Japan, home of shintoism, Mt Fuji, raw fish, big eye'd cartoons, weird video games, radioactive dinosaurs, and affordable electronics...oh yea, and Japanese people.

But is that all there is to the land of the rising sun?


There's also this guy...

I'm half Japanese.  Which half? Well, I have a funny looking toe, but I'm pretty sure I get that from my dad, so I am Japanese on my mother's side.  Her toes are normal.

Japan is diversified by many of the usual criteria; economics, politics, and...prefecture?
There are a billion-zillion sub-cultures in Japan, sometimes called 'speed tribes'...whatever.
The obvious ones are made up of people obsessed with games, anime, music, food, sex, and fashion. 
But the more interesting ones are the breakdancing rockabillies or the bowling cowboys.
Now that's cool.
Less than 1% of Japanese are Christian.  Here are some Japanese Missionary blogs.
pretty interesting. 

The Japanese have a great sense of humor.  
They don't trash talk people as much as Americans.
I'm not trying to bash American,  but just hanging around campus, clubs, or watching comedians it seems like most humor here is based on mockery or sarcasm.  Maybe that's why I like Jackass. Instead of social/emotional abuse it's physical.

Japan facts
  • It's rude to blow your nose in public
  • Japan is made up of over 3000 islands
  • The density in some parts of Japan is over 2000 people per square kilometer
  • The "clothing" worn by sumo wrestlers is known as a mawashi
  • There are over 1.2 million single mother households in Japan
  • Japan is in one of the most earthquake-active areas of the world
  • There are over 100 active volcanos in Japan
  • Less than 13% of the land is suitable for farming
  • Over 80% of Japanese claim no personal religion, although most follow some religious rituals

  • The Japanese have awesome music.

    I'm American, it is my national and cultural identity and I love it.  I've been to several countries and America is where I want to live.  I think it's the best country in the world.  Although I am only half Japanese I really cherish those cultural roots and have worked to explore this part of my ethnic identity.  

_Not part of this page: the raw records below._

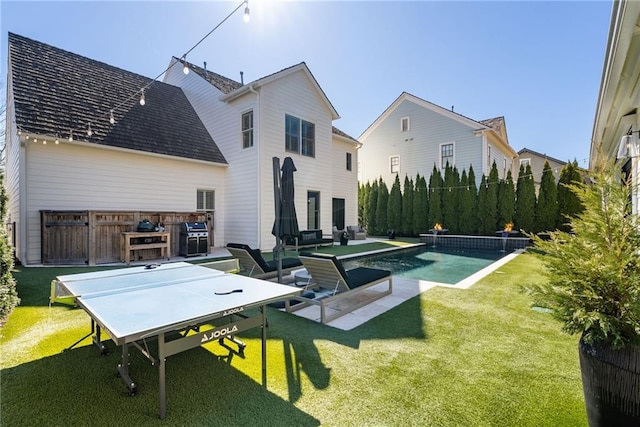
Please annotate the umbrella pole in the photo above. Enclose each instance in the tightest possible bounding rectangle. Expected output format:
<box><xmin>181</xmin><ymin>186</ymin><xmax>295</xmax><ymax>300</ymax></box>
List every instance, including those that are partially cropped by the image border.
<box><xmin>272</xmin><ymin>157</ymin><xmax>282</xmax><ymax>283</ymax></box>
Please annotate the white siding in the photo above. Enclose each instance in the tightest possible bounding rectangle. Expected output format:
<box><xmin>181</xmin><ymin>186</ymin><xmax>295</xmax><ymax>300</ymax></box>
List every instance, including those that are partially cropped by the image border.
<box><xmin>359</xmin><ymin>100</ymin><xmax>484</xmax><ymax>186</ymax></box>
<box><xmin>259</xmin><ymin>70</ymin><xmax>336</xmax><ymax>249</ymax></box>
<box><xmin>24</xmin><ymin>141</ymin><xmax>225</xmax><ymax>264</ymax></box>
<box><xmin>331</xmin><ymin>137</ymin><xmax>358</xmax><ymax>227</ymax></box>
<box><xmin>165</xmin><ymin>63</ymin><xmax>258</xmax><ymax>247</ymax></box>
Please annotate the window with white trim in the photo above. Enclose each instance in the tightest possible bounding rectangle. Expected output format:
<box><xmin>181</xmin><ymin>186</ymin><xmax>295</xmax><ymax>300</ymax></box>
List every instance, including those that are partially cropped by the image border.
<box><xmin>400</xmin><ymin>117</ymin><xmax>409</xmax><ymax>132</ymax></box>
<box><xmin>242</xmin><ymin>110</ymin><xmax>253</xmax><ymax>148</ymax></box>
<box><xmin>196</xmin><ymin>190</ymin><xmax>216</xmax><ymax>211</ymax></box>
<box><xmin>440</xmin><ymin>142</ymin><xmax>453</xmax><ymax>169</ymax></box>
<box><xmin>390</xmin><ymin>156</ymin><xmax>400</xmax><ymax>173</ymax></box>
<box><xmin>285</xmin><ymin>114</ymin><xmax>316</xmax><ymax>157</ymax></box>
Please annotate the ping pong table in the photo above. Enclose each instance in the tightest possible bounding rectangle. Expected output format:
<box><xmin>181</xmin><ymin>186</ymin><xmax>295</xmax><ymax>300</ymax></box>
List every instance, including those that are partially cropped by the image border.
<box><xmin>54</xmin><ymin>262</ymin><xmax>300</xmax><ymax>419</ymax></box>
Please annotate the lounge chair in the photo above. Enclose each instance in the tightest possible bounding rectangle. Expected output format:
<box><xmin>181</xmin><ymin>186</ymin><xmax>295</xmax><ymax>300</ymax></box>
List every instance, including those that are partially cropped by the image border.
<box><xmin>227</xmin><ymin>243</ymin><xmax>302</xmax><ymax>279</ymax></box>
<box><xmin>288</xmin><ymin>252</ymin><xmax>393</xmax><ymax>323</ymax></box>
<box><xmin>347</xmin><ymin>225</ymin><xmax>367</xmax><ymax>240</ymax></box>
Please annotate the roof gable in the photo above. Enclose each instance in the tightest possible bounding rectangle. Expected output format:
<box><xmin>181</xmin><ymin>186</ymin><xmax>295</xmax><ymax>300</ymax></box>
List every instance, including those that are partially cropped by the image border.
<box><xmin>215</xmin><ymin>62</ymin><xmax>340</xmax><ymax>120</ymax></box>
<box><xmin>9</xmin><ymin>33</ymin><xmax>226</xmax><ymax>164</ymax></box>
<box><xmin>358</xmin><ymin>92</ymin><xmax>489</xmax><ymax>140</ymax></box>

    Why does this matter to me?  In Japan there are Japanese people, there is Japanese culture. In Japan, it is not very significant to be Japanese, the emphasis is on what you do for a living, who your family is, or maybe what you can do.  But for someone to be Japanese (or whatever) in is significant.  It makes a difference in how you experience life, especially if you grew up in Ballwin Missouri in the early 70's (in Missouri no one can hear you scream).

    On my father's side...there are people from England, Denmark, Germany, Whales...and who knows what else.  So there's not much of a defined ethnic heritage explore.  My grandparents made a little family history DVD.  It was pretty cool.  They showed some really old photos and narrated with some interesting stories about how the Bowhay family immigrated to the states and made their way across the country.  In our childhood pictures, my brother and I stick out like yellow thumbs.  Sometimes I wonder if my Grandfather, who did not hide his prejudice of Mexicans, Native Americans, and African Americans, ever had negative thoughts about us.  I'd like to think that everything was fine.  It's weird sometimes how racism can be compartmentalized.  I remember on one special occasion both my mother's and my father's family were gathered together in St. Louis.  My brother leaned over and told me that there were two World War II veterans at the table that both fought in the South Pacific but on different sides.  I'm still amazed at that, only in America.

    ANYWAY, I'm as American as mexican pizza.  I love being a Japanese-America and I love America's diversity and I love that I am diverse in who I am.  But, I'd really love to see my not-very-diverse fellow christians take an interest in the amazing Japanese people.